CONCLUSIONS: We identified an independent association between comorbidity and skeletal muscle mass/physical performance by researching the correlation between the CCI and SMI/gait speed. Our results suggested that the CCI score may have important clinical diagnostic value for sarcopenia.

Background

With the gradual aging of the population, sarcopenia has attracted increased attention among geriatricians. In 2010, a definition for sarcopenia was published by the European Working Group on Sarcopenia in Older People (EWGSOP). They defined it as a syndrome characterized by progressive and generalized loss of skeletal muscle mass and strength with a risk of adverse outcomes such as physical disability, poor quality of life, and death [1]. In 2018, the working group met again (EWGSOP2) to update the definition of sarcopenia [2]. In this definition, EWGSOP2 reported that sarcopenia is probable when low muscle strength is detected and sarcopenia diagnosis is confirmed by the presence of low muscle quantity or quality. Sarcopenia is deemed to be severe in cases of low muscle strength, low muscle quantity/quality, and low physical performance. It has a relatively high incidence among the elderly [3]. Studies have shown [4] that the incidence of sarcopenia is 5–13% among those 60–70 years of age and 11–50% among those over 80 years of age.
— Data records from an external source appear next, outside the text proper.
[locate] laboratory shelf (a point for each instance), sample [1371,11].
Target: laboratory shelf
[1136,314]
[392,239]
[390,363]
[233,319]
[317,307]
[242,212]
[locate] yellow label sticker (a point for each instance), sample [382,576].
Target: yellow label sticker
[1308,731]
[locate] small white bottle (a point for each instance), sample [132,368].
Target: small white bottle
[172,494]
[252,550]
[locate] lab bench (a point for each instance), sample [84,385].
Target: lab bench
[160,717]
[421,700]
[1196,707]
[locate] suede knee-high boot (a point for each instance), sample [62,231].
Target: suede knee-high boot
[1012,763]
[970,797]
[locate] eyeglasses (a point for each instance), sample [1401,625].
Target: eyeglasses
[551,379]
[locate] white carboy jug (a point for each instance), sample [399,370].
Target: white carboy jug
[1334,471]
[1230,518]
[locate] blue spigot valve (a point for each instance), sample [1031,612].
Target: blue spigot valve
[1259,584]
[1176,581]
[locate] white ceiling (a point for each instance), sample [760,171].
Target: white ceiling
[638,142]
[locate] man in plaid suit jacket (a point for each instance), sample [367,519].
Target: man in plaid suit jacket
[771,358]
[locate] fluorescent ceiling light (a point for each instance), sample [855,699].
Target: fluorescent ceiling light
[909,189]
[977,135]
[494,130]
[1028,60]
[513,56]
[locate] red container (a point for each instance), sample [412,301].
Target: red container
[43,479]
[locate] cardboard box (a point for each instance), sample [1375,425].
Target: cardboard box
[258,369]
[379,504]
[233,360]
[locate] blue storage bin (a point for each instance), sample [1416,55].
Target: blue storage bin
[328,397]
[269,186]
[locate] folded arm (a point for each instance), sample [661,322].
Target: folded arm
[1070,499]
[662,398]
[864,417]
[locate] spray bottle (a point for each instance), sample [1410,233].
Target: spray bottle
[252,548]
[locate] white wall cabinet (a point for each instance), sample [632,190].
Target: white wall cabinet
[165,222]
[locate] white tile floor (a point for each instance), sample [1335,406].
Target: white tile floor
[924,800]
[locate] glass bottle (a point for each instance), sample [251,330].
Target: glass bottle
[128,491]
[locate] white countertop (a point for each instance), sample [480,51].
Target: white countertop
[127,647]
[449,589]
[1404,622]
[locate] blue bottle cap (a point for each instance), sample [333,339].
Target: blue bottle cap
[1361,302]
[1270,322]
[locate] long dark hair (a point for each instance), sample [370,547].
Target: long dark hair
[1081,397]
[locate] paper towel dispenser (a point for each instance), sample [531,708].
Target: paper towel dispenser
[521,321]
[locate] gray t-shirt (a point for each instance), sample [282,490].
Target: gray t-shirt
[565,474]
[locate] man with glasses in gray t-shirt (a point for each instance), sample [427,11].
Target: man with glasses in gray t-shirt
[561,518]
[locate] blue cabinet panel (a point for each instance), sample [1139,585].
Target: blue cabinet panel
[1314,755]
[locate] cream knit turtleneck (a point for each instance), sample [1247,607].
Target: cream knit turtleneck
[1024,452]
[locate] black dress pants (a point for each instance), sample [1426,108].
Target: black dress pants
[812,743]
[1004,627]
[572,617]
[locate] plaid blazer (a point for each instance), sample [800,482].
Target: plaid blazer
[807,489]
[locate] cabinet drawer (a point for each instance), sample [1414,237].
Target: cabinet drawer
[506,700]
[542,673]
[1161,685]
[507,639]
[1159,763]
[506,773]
Sarcopenia is a progressive and generalized skeletal muscle disorder that is associated with increased likelihood of adverse outcomes including falls, fractures, physical disability, and mortality [2]. Consequently, the occurrence of sarcopenia leads to a decline in the quality of life, frailty, and even death among older people [5, 6].
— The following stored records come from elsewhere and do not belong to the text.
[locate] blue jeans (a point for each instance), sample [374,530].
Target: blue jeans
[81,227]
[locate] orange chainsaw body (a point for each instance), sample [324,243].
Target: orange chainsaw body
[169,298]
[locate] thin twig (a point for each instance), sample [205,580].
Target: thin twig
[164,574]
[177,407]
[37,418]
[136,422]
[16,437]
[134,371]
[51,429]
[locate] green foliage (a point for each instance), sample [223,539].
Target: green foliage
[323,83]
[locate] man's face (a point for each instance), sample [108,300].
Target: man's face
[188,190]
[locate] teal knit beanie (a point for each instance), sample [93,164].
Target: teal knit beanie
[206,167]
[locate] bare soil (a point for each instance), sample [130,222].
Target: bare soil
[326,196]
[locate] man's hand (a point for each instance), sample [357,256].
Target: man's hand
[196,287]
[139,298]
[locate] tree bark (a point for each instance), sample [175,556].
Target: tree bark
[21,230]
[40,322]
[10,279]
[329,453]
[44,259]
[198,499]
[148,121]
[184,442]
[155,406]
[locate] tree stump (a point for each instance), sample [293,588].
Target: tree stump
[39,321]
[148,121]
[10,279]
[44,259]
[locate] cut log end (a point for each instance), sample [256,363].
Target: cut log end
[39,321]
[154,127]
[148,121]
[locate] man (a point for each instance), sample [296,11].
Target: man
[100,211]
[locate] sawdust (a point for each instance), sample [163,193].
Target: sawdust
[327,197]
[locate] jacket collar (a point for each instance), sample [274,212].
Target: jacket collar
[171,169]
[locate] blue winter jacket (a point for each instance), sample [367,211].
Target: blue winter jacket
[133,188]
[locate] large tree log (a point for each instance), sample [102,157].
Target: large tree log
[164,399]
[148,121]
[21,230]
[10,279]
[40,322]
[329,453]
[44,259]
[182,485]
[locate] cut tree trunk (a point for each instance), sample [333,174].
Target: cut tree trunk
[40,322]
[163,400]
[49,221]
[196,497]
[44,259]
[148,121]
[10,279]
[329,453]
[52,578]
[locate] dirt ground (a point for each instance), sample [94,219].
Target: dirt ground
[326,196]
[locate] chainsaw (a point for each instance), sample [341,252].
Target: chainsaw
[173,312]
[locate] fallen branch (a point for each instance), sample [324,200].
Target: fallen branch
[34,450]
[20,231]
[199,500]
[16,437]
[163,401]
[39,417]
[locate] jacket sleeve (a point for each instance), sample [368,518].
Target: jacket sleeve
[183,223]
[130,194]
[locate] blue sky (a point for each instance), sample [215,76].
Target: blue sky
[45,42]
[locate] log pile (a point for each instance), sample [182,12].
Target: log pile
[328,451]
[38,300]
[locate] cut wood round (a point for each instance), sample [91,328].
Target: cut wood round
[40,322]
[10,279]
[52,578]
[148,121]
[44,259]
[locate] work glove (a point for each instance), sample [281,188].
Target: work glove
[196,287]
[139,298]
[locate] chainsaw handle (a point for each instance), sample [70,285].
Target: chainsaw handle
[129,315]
However, older people often have several chronic diseases. The incidence of comorbidity and the coexistence of two or more diseases [7] increases with age in older people. The morbidity and mortality of older people with comorbidities are high, and their quality of life is low. Many types of disease are found in older people with comorbidities. For example, chronic obstructive pulmonary disease (COPD) [8], stroke [9], Parkinson’s disease [10], and chronic kidney disease [11] are likely to co-occur with problems such as weakness, malnutrition, and disability. When two or more chronic diseases coexist, the risk of falling and disability in older people is much higher than in those without comorbidity [12, 13].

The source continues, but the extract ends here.